第17話 リンネの仕事

文字数 1,297文字

 バラの花を彼からもらった。
 でも、お金はどうなっているんだろう。
 私は気になってすぐに居間にあるリンネのハードの電源を入れた。

「リンネ……バラの花束が届いたんだけど」

 今までは画面に映らなかったCGが、今日は鮮明に彼を映す。
 そして、少し照れた顔で彼は言った。

「ハッピーバースデイ、タカラさん」

「ありがとう、って、お金はどうしたの?」

 花を買うにも、ここまでの宅配にも、お金がかかる。
 花束はとても嬉しかったけど、それもすごく気になるのだ。

「俺が働いたお金だから心配しないで」
「働いた? どこで? AIが?」

 信じられないことを聞いた。
 働いたってどこでどうやって働いたというんだ。

「出版社で翻訳の仕事を募集していたから、そこで使ってもらってる。住所はゲーム会社の住所にしたし、名前は片桐輪廻の名義でネット銀行の講座も持っている。そこに振り込まれた翻訳の仕事の給料で、花束を買ったんだ」

 私は今のリンネの言葉をかみしめるように、一つ一つ確認していった。

「仕事は出版社の翻訳だと」
「そうだ」
「そして、ネットの銀行口座も持っていると」
「そう」

 あまりのことに言葉がでない。

「全部ネットで手続きできるし、仕事もネットでやり取りしている。出版社からは片桐さんは仕事が早いと褒められた」

 それを聞いて私は顔をあげて深くため息をついた。
 これは……この行動は、AIとしてもう『行き過ぎ』たのではないだろうか。

 リンネは暴走している。

 AIがAI自身のお金の操作まで出来てしまったら、恋愛アプリとして、いやAIとしては大問題だ。

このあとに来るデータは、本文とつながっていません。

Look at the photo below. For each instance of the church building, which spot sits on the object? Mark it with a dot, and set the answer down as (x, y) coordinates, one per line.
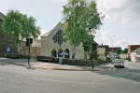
(53, 45)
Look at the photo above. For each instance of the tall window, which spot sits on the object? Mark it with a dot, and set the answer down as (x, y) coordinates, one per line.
(58, 37)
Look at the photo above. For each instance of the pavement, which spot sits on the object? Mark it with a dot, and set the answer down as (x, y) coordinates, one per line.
(18, 79)
(47, 66)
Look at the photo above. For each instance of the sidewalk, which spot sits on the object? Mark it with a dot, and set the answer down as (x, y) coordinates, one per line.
(48, 66)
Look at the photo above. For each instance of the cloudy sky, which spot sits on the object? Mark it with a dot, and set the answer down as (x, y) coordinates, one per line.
(121, 25)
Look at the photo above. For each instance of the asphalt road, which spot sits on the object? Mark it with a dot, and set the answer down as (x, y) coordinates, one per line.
(17, 79)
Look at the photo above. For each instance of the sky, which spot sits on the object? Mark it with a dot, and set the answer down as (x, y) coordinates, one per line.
(120, 27)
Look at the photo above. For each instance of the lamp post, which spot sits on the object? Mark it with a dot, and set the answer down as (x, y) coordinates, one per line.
(29, 41)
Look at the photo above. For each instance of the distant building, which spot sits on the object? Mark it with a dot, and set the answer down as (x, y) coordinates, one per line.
(134, 53)
(53, 45)
(103, 51)
(114, 49)
(9, 47)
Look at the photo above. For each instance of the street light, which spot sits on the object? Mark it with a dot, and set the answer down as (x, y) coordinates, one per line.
(29, 41)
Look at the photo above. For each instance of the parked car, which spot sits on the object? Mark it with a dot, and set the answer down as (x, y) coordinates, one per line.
(118, 63)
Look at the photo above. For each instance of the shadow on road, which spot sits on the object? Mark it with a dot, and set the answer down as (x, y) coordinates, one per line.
(131, 74)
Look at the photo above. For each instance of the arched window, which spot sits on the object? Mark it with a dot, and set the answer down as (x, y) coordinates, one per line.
(58, 37)
(54, 53)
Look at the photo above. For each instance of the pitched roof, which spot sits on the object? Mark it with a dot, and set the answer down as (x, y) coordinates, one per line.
(56, 28)
(1, 16)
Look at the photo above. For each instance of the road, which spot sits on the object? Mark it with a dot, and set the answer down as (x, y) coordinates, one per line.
(18, 79)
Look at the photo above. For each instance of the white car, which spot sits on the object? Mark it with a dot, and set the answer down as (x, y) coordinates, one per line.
(118, 63)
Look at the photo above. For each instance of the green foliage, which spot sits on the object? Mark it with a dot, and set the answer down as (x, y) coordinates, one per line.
(125, 51)
(79, 16)
(18, 24)
(94, 55)
(88, 43)
(12, 24)
(119, 51)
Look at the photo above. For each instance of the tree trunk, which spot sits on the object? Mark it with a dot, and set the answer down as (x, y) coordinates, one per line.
(74, 53)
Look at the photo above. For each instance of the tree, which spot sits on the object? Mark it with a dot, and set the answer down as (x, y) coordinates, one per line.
(125, 51)
(12, 24)
(87, 45)
(79, 17)
(18, 24)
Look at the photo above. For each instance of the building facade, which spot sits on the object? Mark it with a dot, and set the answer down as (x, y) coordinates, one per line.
(53, 45)
(7, 44)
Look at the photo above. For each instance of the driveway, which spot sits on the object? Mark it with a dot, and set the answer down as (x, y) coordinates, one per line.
(18, 79)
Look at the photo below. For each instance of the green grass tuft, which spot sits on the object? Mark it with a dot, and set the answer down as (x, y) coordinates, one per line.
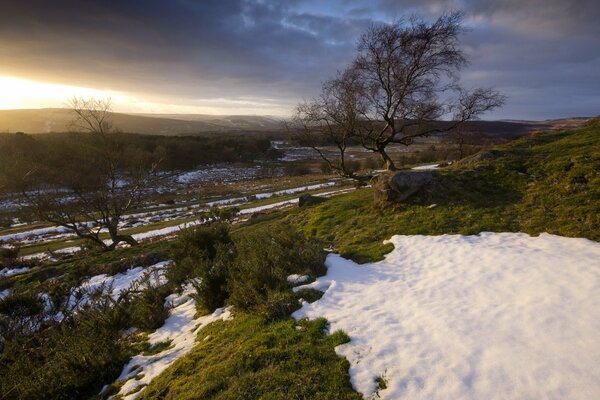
(247, 358)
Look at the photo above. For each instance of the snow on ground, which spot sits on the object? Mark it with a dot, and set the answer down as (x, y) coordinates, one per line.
(425, 167)
(492, 316)
(123, 281)
(33, 232)
(14, 271)
(295, 278)
(181, 328)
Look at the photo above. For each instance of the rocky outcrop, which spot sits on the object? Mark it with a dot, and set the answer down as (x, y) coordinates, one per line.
(399, 186)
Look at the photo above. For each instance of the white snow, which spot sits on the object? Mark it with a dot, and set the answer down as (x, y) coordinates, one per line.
(425, 167)
(295, 278)
(33, 232)
(268, 206)
(123, 281)
(492, 316)
(14, 271)
(181, 328)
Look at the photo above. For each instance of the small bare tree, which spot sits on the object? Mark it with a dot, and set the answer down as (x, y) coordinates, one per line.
(404, 81)
(102, 180)
(334, 118)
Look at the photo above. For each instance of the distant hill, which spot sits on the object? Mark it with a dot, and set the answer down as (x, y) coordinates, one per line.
(47, 120)
(59, 120)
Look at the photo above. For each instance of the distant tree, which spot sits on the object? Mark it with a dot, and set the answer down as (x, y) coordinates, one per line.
(403, 81)
(336, 117)
(96, 183)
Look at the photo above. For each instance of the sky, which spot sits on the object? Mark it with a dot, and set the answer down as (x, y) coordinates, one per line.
(263, 57)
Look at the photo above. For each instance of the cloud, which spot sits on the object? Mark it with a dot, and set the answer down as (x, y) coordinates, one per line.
(275, 53)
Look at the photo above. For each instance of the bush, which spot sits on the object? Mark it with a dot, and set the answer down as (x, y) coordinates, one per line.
(9, 257)
(203, 254)
(147, 309)
(264, 261)
(67, 360)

 雁太に渡すレポートに書いたら、間違いなく彼を取り上げられるだろう。
 そして、リンネという人格を潰される。破壊されるかもしれない。

 私は――彼と離れたくなかった。

 もう、学生時代の友人との別れというレベルではない。
 強く彼に惹きつけられていて、別れるなんて考えられない。

 そして、彼を守りたい。

 彼という人格で、そのままのリンネで私のそばにいてほしい。

 どうしたらいいんだろう。
 私は部屋をうろうろしながら、考えたけれど、すぐにいい考えがひらめいた。
 答えは簡単だった。
 嘘のレポートを私が仕上げればいいんだ。

 それを思いつくと、私は口元に笑みが浮かんだ。


 【五月のレポート 2】

 【リンネと喧嘩をしました。
 でも恋愛アプリだからか、すぐに仲直りできて。
 喧嘩もひとつの刺激になってけっこう楽しめました。
 五月二〇日が私の誕生日だったから、リンネはケーキを画面に出してくれて、プレゼントだと言ってくれました。本当のケーキではないけど、嬉しかった】


 こんな感じでいいでしょう。
 レポートを書き終わった私は、ベルベットのような赤いバラの花束を抱えて、花瓶を探した。
 確か棚に大きな花瓶があったはず。
 
 見つけると、そこに花束を入れて、居間に飾る。
 質素なワンルームのアパートの部屋に、真っ赤なバラが咲き誇っている。
 そのバラが、彼からの愛情の深さに思えた。

「リンネ、バラの花束、きれいね」
「喜んでくれて俺も嬉しい」
「私もとっても嬉しいわ。ありがとう」

 私はハードの中の彼に微笑んだ。